We’re halfway through the legislative session now, and the House Ways and Means committee finally began moving some tax reform bills Monday. As anticipated, the preferred plan is a package of bills authored by Representative Barry Ivey (R-Baton Rouge).
“The goal of my package is to broaden the base and lower the rates, create a flat tax for business and personal income tax, create stability within our tax policy and also help improve the overall business tax climate in Louisiana,” Ivey said, as he presented the group of 11 bills, linked together with amendments.

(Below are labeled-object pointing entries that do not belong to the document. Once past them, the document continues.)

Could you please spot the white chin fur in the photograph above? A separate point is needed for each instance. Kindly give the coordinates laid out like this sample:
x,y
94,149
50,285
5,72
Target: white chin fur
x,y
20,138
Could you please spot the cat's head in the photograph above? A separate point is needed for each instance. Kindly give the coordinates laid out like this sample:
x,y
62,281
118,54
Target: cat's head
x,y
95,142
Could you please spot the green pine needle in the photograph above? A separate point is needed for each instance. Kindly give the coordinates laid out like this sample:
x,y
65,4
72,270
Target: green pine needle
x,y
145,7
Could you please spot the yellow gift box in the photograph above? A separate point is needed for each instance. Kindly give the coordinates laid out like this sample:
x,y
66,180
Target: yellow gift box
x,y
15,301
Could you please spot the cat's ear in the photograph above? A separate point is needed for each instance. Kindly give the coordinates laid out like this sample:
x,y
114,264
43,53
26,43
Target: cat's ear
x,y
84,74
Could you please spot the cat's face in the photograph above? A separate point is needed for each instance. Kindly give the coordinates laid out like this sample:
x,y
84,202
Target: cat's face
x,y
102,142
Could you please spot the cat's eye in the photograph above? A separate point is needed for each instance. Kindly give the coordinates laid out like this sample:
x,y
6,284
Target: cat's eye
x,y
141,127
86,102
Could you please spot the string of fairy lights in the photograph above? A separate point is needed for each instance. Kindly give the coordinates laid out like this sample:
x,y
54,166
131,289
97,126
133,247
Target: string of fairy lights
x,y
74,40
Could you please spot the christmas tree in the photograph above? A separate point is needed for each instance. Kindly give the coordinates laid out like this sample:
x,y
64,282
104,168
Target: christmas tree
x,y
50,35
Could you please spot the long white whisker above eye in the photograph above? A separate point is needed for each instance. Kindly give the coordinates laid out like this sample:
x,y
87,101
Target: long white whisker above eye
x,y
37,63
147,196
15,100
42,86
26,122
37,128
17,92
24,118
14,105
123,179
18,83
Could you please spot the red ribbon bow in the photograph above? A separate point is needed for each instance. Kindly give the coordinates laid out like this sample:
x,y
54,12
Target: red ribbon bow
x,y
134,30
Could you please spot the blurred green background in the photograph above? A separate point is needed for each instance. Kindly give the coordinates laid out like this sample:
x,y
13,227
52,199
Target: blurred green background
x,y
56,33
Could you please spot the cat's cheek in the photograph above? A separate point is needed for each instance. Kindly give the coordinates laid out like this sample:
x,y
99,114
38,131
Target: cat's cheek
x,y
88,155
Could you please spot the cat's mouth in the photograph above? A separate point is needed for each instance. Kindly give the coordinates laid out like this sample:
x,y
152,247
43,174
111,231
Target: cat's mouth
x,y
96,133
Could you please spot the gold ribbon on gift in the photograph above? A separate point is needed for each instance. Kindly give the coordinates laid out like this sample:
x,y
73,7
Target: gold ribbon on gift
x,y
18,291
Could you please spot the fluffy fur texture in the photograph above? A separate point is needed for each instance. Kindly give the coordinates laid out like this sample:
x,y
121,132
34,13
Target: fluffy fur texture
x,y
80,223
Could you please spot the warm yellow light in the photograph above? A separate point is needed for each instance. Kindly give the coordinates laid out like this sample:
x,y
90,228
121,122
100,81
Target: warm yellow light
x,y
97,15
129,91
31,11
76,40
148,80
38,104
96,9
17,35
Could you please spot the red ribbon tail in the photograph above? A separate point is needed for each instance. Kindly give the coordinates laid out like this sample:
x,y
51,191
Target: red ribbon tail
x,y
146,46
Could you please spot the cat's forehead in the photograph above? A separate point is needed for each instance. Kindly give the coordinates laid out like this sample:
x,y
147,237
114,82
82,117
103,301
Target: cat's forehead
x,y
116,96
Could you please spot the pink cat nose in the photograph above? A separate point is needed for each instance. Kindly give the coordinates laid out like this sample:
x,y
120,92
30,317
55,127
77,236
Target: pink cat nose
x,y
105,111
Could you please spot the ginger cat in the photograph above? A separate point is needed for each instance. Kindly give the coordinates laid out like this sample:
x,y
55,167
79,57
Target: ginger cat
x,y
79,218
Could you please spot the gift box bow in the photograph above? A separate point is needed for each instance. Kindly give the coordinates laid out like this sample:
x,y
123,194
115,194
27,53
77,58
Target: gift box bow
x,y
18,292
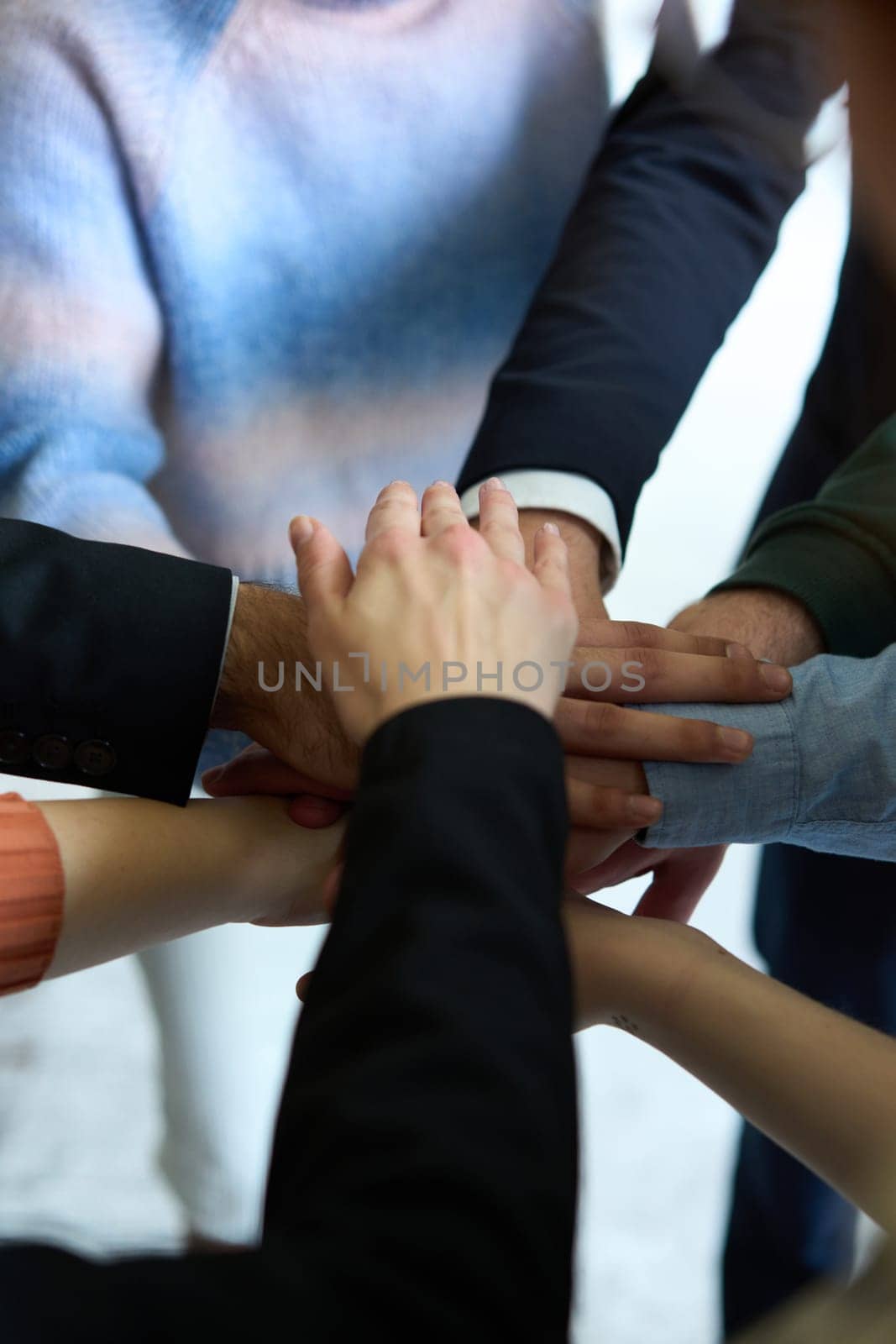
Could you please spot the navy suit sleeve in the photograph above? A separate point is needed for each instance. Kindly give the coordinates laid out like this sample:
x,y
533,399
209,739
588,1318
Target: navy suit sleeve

Under Ivey's individual income tax plan, for example, the tax rate would be 4 percent for all, instead of the current 2-4-6 percentages. The personal deduction would increase from $4500 to $12,500, and the earned income credit would double. Corporate income would be taxed at a flat 6.5 percent, and the franchise tax would be repealed.
“Is it your goal to solve the fiscal cliff problem that we’re dealing with, or would it be more or less revenue neutral?” New Roads Democrat Major Thibaut asked.
“I’m not driven by how much revenue the bills generate,” Ivey replied. “My whole effort has been to look at this from a pure tax policy standpoint – how can we make Louisiana more competitive? – understanding we have to pay the bills, as well.”
Ivey's complete package is now headed to the House floor. And today, Ways and Means will vote on the various proposals for sales tax reform, as well as considering Kenny Havard's “business tax” measure, described as a hybrid of gross receipts tax and conventional income tax.
The full Senate did some tax reform work Monday, as well, attempting to minimizing next year’s drop off the fiscal cliff.
“This is one of several bills that begins the process of sunsetting a variety of credits and exemptions,” New Orleans Senator J.P. Morrell told the upper chamber.
He had mixed results for his reform measures: one approved, one defeated and one returned to the calendar. But the full Senate did okay Alexandria Senator Jay Luneau’s bill to make some of the temporary reductions to income and corporate tax credits permanent. Taken together, the tax reform bills approved by the Senate Monday will save the state an estimated $40-million.
This afternoon, the full Senate will debate and vote on another batch of bills to delete some tax credits and exemptions.